Texto por Thiago Borges. Idealização, pesquisa e reportagem por Lucimeire Juventino. Roteiro: Thiago Borges. Edição de vídeo por Pedro Ariel Salvador
“Grajaú é o meu país”
Esse é o lema de Maria Vilani, de 69 anos. E não é só porque o distrito localizado no Extremo Sul de São Paulo é o mais populoso da cidade – oficialmente, com mais de 360 mil habitantes –, mas também porque foi nesse chão em que essa cearense natural da capital Fortaleza finca raízes e constrói possibilidades desde 1982.
Professora, escritora, filósofa, ativista cultural, ela tece um repertório próprio a partir das margens da capital paulista.
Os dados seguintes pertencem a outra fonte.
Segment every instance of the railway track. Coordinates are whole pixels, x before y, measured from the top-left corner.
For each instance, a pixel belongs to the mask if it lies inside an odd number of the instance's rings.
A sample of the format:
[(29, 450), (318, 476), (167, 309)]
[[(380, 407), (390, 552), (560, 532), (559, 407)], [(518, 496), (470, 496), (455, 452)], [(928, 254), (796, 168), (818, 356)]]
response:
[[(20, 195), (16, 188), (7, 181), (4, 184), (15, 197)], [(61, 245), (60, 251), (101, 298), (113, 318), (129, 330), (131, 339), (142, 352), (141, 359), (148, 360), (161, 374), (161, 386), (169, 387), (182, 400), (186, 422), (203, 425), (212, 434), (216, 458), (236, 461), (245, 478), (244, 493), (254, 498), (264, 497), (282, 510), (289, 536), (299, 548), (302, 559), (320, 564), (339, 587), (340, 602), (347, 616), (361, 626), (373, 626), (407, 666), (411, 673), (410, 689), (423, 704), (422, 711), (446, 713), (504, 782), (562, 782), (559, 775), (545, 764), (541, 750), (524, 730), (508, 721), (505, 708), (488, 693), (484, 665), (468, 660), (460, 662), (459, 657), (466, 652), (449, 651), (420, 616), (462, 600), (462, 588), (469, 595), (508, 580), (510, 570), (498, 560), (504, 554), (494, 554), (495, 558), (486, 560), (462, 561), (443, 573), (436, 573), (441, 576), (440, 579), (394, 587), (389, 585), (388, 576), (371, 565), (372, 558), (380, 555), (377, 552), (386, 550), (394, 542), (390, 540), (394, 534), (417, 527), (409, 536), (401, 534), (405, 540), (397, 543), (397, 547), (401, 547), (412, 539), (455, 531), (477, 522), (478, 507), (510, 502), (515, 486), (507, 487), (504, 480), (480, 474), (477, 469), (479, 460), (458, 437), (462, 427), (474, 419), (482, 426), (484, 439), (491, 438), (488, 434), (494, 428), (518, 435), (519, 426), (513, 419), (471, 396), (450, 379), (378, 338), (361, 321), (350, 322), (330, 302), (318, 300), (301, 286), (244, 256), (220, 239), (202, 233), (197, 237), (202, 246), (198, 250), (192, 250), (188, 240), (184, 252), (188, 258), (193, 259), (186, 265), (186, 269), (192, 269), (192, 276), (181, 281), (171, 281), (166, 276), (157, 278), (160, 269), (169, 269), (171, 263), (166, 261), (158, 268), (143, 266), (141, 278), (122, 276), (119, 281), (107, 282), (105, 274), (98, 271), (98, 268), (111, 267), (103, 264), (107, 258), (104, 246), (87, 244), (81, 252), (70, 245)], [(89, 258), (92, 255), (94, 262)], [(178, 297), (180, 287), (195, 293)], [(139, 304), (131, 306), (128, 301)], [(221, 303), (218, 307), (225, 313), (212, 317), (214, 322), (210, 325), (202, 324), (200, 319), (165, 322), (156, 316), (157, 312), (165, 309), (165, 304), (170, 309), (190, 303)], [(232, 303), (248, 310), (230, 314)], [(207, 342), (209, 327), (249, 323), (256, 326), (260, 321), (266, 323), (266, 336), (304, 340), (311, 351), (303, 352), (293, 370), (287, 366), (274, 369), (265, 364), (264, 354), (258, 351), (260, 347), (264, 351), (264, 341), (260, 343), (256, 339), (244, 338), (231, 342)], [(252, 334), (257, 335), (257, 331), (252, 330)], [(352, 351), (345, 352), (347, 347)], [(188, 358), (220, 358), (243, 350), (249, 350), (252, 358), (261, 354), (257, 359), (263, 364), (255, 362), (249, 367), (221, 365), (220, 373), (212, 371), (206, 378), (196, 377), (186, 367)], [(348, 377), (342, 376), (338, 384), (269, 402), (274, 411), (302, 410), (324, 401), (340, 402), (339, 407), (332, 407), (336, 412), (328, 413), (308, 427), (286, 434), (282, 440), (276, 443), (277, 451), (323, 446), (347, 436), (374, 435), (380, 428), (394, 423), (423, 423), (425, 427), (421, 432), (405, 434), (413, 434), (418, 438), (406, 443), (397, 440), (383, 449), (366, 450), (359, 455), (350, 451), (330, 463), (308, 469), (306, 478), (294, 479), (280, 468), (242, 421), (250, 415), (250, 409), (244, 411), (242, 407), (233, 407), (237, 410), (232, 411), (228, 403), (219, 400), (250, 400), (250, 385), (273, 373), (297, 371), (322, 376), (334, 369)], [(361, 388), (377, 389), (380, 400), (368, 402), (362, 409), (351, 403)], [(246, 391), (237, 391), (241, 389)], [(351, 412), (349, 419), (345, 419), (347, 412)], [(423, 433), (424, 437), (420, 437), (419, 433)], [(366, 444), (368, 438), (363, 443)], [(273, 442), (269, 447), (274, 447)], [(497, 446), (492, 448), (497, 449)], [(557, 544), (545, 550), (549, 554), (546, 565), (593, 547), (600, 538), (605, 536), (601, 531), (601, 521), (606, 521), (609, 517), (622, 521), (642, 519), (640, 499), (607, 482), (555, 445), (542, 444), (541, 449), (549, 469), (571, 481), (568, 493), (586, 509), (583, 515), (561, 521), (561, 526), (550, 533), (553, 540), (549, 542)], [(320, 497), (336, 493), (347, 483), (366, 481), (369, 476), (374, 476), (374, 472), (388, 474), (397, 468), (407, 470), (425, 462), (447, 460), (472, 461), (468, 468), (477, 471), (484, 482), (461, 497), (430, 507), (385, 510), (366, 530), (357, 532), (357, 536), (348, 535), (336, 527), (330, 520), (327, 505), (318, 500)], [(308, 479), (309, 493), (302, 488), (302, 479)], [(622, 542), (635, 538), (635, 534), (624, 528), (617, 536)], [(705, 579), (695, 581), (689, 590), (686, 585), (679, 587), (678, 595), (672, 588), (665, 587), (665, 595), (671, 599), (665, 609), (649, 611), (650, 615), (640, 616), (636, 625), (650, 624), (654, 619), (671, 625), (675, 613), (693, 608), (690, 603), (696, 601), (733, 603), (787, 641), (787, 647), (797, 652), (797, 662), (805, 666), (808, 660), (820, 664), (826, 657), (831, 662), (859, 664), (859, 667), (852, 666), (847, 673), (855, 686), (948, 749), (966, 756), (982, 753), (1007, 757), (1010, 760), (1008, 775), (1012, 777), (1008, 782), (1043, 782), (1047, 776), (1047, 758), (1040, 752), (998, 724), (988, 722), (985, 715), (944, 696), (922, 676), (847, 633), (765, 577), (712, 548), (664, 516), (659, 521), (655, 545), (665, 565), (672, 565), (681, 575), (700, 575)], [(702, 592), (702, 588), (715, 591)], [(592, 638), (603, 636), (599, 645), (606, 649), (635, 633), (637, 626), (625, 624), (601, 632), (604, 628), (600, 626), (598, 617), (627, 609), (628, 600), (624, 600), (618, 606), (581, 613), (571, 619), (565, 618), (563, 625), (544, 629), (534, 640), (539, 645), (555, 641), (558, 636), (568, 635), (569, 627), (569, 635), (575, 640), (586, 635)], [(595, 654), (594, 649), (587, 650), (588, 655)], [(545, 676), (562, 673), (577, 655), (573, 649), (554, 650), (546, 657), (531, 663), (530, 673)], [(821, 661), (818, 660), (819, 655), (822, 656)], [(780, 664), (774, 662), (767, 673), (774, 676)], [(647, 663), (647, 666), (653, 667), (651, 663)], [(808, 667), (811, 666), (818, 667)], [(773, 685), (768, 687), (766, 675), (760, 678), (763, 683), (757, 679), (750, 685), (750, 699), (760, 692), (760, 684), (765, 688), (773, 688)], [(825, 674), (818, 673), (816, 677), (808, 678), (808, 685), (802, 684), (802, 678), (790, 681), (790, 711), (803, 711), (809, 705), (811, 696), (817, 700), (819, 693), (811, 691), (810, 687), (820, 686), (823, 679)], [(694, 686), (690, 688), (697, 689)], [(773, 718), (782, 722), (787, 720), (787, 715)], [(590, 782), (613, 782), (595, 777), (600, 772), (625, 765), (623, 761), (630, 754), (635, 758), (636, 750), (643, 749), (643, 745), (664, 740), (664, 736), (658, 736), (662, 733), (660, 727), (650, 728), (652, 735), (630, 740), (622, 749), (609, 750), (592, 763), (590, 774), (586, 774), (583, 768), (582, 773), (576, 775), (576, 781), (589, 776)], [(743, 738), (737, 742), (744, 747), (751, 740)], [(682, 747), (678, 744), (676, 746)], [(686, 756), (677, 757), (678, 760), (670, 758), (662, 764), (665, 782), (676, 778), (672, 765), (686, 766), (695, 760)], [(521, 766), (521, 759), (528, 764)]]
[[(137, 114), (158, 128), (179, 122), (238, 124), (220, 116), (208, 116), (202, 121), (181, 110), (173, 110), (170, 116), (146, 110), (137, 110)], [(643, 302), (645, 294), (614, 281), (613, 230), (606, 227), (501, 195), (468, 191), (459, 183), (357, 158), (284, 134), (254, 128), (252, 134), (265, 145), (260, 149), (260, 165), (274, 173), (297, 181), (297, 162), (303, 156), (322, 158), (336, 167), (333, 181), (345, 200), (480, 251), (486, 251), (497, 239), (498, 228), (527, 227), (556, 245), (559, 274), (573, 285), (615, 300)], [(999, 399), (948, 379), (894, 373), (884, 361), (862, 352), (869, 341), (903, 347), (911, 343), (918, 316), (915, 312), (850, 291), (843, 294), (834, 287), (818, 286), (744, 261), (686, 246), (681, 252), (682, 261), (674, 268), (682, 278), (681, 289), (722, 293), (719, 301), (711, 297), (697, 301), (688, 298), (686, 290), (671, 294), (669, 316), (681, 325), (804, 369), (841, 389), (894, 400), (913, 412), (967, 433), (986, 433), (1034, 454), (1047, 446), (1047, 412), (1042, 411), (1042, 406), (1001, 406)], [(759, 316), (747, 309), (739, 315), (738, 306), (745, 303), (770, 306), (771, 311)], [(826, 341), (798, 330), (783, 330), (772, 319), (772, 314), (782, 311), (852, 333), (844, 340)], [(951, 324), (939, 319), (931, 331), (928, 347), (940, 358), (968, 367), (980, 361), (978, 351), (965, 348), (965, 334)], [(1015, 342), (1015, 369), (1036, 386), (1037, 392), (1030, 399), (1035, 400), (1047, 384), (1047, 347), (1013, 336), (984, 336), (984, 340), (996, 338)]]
Em um cenário em que tudo faltava, viu na arte um meio de acessar os recônditos mais profundos da alma do ser humano e elaborar novas possibilidades.
Por isso, nesse dia dos professores e das professoras, Maria Vilani é a oitava entrevistada de “Matriarcas”. Idealizada pela escritora e professora Lucimeire Juventino e realizada pela Periferia em Movimento, nesta série de reportagens contamos histórias de mulheres que cavaram os alicerces de lutas por direitos que continuam fortes até os dias de hoje.
Assista:
Conheça mais sobre Dona Maria Vilani
Nascida em 31 de maio de 1950, ela estava grávida do primeiro filho quando se mudou para São Paulo com o marido Cleon, em 1972. Ele, que tinha formação de metalúrgico, conseguiu emprego. E ela, sem ter onde deixar a criança, ficou como dona de casa. Moraram em várias quebradas – da Chácara Santana, na Zona Sul, a Artur Alvim, na Zona Leste. Voltaram para a favela das Imbuias, no Extremo Sul e, finalmente, em 1982 conseguiram comprar uma casa no Grajaú.
Nessa terra, Vilani conheceu outras mulheres de luta. Uma delas é Adélia Prates, feminista que lutava por escolas, contra a carestia e a violência contra mulheres por meio da Associação de Mulheres do Grajaú – nós contamos a história dela no primeiro episódio de Matriarcas.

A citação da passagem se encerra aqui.